Eu penso que a não valorização do sofrimento do outro pode decorrer por não nos atermos às nossas próprias vulnerabilidades, por não reconhecermos tambem a nossa própria fragilidade diante da vida. Alguns de nós chegam ao limite de, ao verem a dor e o sofrimento do outro, fecharem a porta da solidariedade, negarem uma porção de si a quem necessita, seja muitas vezes apenas ouvindo aquele necessitado em seus momentos difíceis, fazendo-nos por isso, áridos, alheios, distantes.
É uma pena, mas parece regra, que na maioria das vezes só aprendemos quando sofremos e só valorizamos o sofrimento do outro quando já passamos pelo mesmo caminho.
É como eu tenho percebido. E você, o que me diz?


01/06/2009 at 13:56
Na minha opinião tudo isso é fruto do egoísmo humano. Todos nós temos nossas tendências egoísticas, e a verdade é que a cada dia essa tendência se acentua mais e mais tornando a amizade, afeto, solidariedade entre os seres humanos algo extremamente raro.
Acrescente-se ao egoísmo os golpes e esquemas que existem, se aproveitando de tragédias e infortúnios, verdadeiras quadrilhas se aproveitando do sofrimento, miséria, e angústia para ganhar dinheiro às custas de pessoas que na verdade querem ajudar.
Ao juntar esses dois ingredientes temos a mistura perfeita para que — como a doutora diz — nos tornemos “áridos e distantes.”
01/13/2009 at 22:42
O pensamento de muitos de que “alguém” tem que “tomar conta” deles, que é algo a que tem direito, pode ser pernicioso.
O papel do Estado, do governo, não é de servir de cabide para ninguém, e sim de prover uma rede de segurança de última instância, para quando uma catástrofe ou imprevisto nos atinge e não temos outro recursos, como família e amigos, para nos socorrer.
Em termos gerais tenho encontrado pessoas que se encaixam em três categorias:
- Aqueles que acham que alguém tem que tomar conta delas para tudo. Nada é sua responsabilidade. Estes são incapazes de limpar nem mesmo a calçada na frente da sua própria casa, afinal quem deveria fazer isso é “o governo”.

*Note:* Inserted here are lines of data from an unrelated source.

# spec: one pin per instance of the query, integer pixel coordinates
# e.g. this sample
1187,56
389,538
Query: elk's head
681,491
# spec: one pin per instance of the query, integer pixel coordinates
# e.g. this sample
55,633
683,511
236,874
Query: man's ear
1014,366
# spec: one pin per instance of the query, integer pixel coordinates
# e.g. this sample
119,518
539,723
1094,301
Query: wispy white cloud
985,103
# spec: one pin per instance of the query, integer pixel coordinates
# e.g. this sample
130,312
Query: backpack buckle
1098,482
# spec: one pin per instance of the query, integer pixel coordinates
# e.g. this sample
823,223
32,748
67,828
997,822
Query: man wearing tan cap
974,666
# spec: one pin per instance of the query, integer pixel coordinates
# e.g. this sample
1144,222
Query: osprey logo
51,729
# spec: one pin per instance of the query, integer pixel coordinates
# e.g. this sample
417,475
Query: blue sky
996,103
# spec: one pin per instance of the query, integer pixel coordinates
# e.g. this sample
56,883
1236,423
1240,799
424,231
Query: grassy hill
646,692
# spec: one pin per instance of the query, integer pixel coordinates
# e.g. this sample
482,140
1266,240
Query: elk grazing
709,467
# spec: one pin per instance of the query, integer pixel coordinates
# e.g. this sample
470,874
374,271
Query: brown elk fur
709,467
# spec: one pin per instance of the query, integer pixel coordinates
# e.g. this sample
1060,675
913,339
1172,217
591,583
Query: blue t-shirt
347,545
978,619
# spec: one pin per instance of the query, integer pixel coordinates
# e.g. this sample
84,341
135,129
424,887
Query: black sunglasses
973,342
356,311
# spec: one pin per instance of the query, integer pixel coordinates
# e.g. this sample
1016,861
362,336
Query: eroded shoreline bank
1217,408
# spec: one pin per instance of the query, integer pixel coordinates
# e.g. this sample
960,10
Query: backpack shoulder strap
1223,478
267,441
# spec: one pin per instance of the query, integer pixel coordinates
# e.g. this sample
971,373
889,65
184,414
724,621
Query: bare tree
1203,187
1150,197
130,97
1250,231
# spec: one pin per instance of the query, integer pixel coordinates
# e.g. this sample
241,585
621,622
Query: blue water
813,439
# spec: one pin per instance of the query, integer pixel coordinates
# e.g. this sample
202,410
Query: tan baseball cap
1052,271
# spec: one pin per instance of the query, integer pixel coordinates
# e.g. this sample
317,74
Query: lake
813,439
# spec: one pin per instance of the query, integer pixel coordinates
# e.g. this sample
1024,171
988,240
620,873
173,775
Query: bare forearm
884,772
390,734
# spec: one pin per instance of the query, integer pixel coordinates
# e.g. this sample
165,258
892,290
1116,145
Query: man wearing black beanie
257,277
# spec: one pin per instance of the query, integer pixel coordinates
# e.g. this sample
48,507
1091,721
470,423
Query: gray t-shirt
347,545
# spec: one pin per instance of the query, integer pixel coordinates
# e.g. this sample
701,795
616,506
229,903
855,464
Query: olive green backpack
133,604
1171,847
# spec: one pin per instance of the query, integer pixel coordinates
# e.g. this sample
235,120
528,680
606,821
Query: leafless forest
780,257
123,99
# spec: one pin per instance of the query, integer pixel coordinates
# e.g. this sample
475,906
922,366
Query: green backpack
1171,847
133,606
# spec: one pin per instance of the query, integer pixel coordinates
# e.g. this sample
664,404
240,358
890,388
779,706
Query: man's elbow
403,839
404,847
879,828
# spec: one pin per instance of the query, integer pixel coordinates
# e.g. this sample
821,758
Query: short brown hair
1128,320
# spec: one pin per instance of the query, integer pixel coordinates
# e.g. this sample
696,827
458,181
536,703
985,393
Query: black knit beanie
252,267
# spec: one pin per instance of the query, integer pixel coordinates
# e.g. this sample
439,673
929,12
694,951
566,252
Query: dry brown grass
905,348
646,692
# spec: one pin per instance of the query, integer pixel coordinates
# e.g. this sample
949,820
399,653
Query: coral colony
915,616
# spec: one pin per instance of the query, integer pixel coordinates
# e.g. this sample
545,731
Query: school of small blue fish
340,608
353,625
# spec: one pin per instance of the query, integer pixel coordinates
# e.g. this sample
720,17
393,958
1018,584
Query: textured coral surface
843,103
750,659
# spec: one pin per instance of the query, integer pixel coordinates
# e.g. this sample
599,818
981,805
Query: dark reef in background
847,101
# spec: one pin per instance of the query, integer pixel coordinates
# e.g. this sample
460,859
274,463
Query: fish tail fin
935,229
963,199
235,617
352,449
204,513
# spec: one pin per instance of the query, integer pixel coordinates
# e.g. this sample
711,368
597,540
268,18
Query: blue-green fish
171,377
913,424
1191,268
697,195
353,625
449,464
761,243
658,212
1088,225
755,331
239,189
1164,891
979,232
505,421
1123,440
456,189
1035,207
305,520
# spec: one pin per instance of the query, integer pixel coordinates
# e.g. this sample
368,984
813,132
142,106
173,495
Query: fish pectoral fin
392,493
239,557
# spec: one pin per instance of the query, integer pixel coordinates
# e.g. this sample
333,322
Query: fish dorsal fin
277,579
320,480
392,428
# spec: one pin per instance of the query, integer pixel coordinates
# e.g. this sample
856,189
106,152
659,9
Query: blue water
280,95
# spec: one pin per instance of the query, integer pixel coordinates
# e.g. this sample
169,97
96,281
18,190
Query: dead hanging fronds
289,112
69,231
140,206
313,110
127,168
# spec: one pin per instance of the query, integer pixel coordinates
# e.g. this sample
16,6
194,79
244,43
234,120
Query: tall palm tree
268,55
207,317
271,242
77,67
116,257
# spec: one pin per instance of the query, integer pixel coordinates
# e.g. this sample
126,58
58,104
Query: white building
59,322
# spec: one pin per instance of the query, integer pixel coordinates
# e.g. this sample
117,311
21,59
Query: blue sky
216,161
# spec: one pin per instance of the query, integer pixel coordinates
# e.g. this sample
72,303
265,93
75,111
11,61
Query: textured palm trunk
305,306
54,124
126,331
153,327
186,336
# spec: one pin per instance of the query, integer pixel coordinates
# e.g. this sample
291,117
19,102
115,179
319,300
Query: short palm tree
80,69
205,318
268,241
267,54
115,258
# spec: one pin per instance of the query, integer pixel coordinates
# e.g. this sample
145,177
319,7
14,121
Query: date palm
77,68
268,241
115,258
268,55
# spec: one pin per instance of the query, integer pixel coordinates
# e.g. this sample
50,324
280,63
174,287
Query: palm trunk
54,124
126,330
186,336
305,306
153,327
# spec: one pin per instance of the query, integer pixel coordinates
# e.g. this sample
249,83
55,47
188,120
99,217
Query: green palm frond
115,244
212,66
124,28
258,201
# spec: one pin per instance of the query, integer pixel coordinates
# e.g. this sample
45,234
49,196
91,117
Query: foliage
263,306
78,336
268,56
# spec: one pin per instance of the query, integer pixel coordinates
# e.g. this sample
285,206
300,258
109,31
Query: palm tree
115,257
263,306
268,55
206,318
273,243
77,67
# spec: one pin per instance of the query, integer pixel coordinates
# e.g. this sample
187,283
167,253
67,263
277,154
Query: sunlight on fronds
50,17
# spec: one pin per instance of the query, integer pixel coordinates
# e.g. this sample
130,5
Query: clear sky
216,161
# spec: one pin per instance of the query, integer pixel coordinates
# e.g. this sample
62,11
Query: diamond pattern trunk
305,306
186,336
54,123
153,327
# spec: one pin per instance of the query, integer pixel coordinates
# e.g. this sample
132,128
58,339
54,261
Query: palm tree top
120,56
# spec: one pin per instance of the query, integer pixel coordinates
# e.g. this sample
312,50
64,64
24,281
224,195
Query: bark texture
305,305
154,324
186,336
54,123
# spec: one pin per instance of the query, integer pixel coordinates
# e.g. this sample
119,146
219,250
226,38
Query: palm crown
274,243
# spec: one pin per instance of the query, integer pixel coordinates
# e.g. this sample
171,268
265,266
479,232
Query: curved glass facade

- Aqueles que só importam-se consigo mesmas e mais ninguém. Os outros que “dêem seu jeito”. Esses tomam conta da calçada na frente das suas casas, e nada mais. Nem um centímetro da casa do vizinho.
- Aqueles que cuidam da sua calçada, e ajudam os seus vizinhos a fazer o mesmo, ajudando o vizinho quando este não pôde fazê-lo.
O último grupo é o grupo que entende que somos todos interdependentes uns dos outros. Temos que responsáveis por nós mesmos, e não apenas ser independentes, mas entender que cabe a nós também estender a mão ao vizinho quando este precisa de ajuda, especialmente diante de uma catástrofe.
01/13/2009 at 22:50
Concordo.
Devemos exercer cautela, mas também não nos deixar endurecer a ponto de isolar-mo-nos dos outros.
02/07/2009 at 13:57
A cura para essa doença social está nas doses homeopáticas que há muito foram ensinadas pelo Nosso Salvador.
Amar a seu próximo como a si mesmo começa em pequenos serviços onde você ajuda e é ajudado, sentindo ambos os lados da mesma moeda.
É a forma mais simples e precisa de entender a necessidade alheia, por menor que possa parecer, e valorizá-la grandemente quando é recebida.
Com isso a nossa visão é ampliada, começamos a entender o que o outro sente e a importância de sermos auto-suficientes para ajudarmos outros a trilhar esse caminho.
Não basta somente dar o pão, mas precisamos ensinar como provê-lo.
A responsabilidade não é do governo ou de qualquer organização. É minha. É sua. É de cada um de nós.
Se estivermos preparados não temeremos!!